Nieuwe stedelijke ontwikkeling

Met artikel 3.1.6, tweede lid, van het Bro is blijkens de geschiedenis van totstandkoming van deze bepaling beoogd zorgvuldig ruimtegebruik te stimuleren. De ladder duurzame verstedelijking is geen blauwdruk voor een optimale ruimtelijke inpassing van alle nieuwe ontwikkelingen, maar bewerkstelligt dat de wens om in een nieuwe stedelijke ontwikkeling te voorzien aan de hand van het toetsingskader van artikel 3.1.6, tweede lid, van het Bro nadrukkelijk in de plantoelichting wordt gemotiveerd en afgewogen met oog voor de ontwikkelingsbehoefte van een gebied en met oog voor de toekomstige ruimtebehoefte en de ontwikkeling van de omgeving waarin het gebied ligt.

Het plan voorziet in de aanleg van een weg met bijbehorende voorzieningen. De aanleg van een weg wordt niet aangemerkt als een stedelijke ontwikkeling als bedoeld in artikel 3.1.6, tweede lid, in samenhang met artikel 1.1.1, eerste lid, onder i, van het Bro.

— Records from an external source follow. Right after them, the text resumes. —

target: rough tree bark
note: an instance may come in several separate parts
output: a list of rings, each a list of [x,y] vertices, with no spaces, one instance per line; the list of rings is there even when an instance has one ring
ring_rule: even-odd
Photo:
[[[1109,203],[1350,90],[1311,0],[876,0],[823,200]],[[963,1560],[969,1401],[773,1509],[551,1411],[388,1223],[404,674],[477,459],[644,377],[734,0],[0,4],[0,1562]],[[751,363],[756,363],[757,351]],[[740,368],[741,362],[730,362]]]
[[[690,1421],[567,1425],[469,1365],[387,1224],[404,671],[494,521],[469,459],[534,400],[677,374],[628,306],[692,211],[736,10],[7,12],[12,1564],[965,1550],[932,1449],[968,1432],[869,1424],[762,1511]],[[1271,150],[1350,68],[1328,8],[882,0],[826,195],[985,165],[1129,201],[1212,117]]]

De definitie van een stedelijke ontwikkeling luidt als volgt: 'ruimtelijke ontwikkeling van een bedrijventerrein of zeehaventerrein, of van kantoren, detailhandel, woningbouwlocaties of andere stedelijke voorzieningen.' Uit deze definitie valt te concluderen dat de verbreding van een snelweg niet valt onder een stedelijke ontwikkeling. Gelet hierop is artikel 3.1.6, tweede lid, van het Bro niet van toepassing.

3.2.4 Waterwetgeving     

De Waterwet is gericht op:

  1. voorkoming en waar nodig beperking van overstromingen, wateroverlast en waterschaarste,
  2. bescherming en verbetering van de chemische en ecologische kwaliteit van watersystemen,
  3. vervulling van maatschappelijke functies door watersystemen.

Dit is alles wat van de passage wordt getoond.